Setting loss on Eircom shares against the summer house gain
We recently cashed out all our Vodafone shares in the move to Verizon . . .
Sparked by your recent article, I have a very simple query that might need a very complex answer (and you may have dealt with it before), but have you calculated the actual loss that someone would make in the following situation?
I, and my wife each invested IR £4497.55 (1,465 shares) in Eircom in July 1999. This holding was brought up to1523 (each) with the addition of the loyalty shares.
At all times we took the “do nothing option” and let be what will be. We specified Capital for the designation of payment from Verizon, to avoid income tax.
As it happens I sold a summer house this year and made a capital gain, so I am trying to calculate the exact loss on the disposal of my Eircom/Vodafone/ Verizon shares so that I can off-set it against the capital gain from the sale of the property.
I have read the Revenue Note Return of Value to Vodafone Group plc (“Vodafone”) Shareholders & related share consolidation by means of a scheme of arrangement under part 26 of the UK Companies Act 2006 but that doesn’t cover the situation from the beginning . . . ie from the original investment in the Eircom shares.
Mr RB, email I’m going to start with a word of caution. As you state, the question might be easy but the answer is definitely not straightforward because of all the various takeovers, consolidations, mergers, payments in stock etc – to say nothing of the loyalty shares. So, while I will certainly give you my best answer, it is between you, your financial adviser and the tax man to determine an accurate assessment for Revenue purposes.
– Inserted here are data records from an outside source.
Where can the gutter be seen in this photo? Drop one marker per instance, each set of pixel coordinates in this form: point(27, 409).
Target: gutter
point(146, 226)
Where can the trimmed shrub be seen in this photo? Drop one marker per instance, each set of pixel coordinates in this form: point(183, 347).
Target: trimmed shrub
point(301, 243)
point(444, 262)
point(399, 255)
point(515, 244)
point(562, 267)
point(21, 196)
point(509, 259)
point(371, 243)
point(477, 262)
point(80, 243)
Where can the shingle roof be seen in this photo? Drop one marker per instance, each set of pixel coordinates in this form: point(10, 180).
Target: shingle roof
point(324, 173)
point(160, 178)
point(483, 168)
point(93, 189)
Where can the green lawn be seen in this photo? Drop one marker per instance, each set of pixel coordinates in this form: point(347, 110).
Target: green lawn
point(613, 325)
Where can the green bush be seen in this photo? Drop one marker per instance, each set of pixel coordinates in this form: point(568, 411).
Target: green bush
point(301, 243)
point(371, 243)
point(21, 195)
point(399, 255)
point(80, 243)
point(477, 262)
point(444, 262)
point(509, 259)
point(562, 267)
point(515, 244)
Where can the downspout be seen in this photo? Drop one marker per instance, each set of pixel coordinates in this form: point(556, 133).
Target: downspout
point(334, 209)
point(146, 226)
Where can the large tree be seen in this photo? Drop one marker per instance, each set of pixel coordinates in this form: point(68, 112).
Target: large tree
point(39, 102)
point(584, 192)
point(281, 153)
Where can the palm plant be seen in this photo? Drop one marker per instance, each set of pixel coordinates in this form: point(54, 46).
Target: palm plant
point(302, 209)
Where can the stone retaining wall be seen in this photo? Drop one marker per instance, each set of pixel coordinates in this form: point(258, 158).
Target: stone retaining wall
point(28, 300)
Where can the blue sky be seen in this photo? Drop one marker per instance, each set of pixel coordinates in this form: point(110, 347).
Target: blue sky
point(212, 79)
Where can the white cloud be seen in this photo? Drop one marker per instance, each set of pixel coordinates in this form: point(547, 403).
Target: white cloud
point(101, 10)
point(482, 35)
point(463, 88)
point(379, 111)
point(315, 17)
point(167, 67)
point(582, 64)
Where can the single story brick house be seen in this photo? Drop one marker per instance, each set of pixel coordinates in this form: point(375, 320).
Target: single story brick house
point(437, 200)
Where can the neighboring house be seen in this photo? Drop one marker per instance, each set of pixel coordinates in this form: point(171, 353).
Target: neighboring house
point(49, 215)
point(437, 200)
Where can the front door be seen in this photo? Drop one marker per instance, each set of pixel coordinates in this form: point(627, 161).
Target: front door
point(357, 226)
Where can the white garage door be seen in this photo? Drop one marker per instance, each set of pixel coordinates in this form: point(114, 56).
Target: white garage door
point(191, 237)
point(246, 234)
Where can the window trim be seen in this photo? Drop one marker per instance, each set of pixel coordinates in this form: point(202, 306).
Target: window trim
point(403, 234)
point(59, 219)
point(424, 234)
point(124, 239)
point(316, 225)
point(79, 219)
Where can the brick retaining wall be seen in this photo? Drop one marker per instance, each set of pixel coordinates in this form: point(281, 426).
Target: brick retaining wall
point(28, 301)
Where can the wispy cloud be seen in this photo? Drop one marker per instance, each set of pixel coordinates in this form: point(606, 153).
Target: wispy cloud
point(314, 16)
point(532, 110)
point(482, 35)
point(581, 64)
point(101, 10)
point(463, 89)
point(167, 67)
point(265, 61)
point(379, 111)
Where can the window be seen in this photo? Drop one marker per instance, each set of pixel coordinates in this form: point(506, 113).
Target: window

You’ve clearly done some heavy reading already so I assume you understand that.
Essentially, there are four elements to your calculation – and, fortunately, Revenue has done all the heavy lifting in a series of reports on Eircom valuations down the years.
First, before we get to the Vodafone holdings and the more recent events, let’s go back to the original breakup of Eircom.
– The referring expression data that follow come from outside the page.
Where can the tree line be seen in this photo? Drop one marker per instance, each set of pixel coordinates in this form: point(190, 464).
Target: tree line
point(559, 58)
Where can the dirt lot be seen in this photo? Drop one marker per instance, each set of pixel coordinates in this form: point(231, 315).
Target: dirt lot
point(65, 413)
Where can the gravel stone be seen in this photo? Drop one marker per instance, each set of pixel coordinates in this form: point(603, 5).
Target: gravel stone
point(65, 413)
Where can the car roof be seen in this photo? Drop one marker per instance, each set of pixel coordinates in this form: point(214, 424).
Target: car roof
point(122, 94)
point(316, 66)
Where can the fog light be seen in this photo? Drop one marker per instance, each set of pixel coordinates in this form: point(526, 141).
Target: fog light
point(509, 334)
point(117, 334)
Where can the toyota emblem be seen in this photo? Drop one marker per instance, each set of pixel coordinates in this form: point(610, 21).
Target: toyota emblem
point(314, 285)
Revenue calculated that your original purchase price per Telecom Éireann share was €3.90. So for your 1,465 shares, in euro terms, the purchase price was €5,713.50.
When Tony O’Reilly’s Valentia took the landline business private, he paid €1.335 per share. Revenue valued that part of the business at €1.69, so there was an early loss of 35.5 cent per share.
But what about the free shares? Well, clearly there was no loss there and the €1.335 per share paid by Valentia would be considered a gain. In your case, each of you had 58 free “loyalty” shares for holding on to your stock for a full year after flotation. At 1.335 per share, your gain on 58 shares would have been €77.43 each.
While this would be well below the annual capital gains tax exemption limit of €1,270, that does not come into play as you need to offset gains against losses in any given year first – and indeed future gains against residual losses – before setting net gains against the annual exemption limit. We’ll return to that element of the transaction in a minute.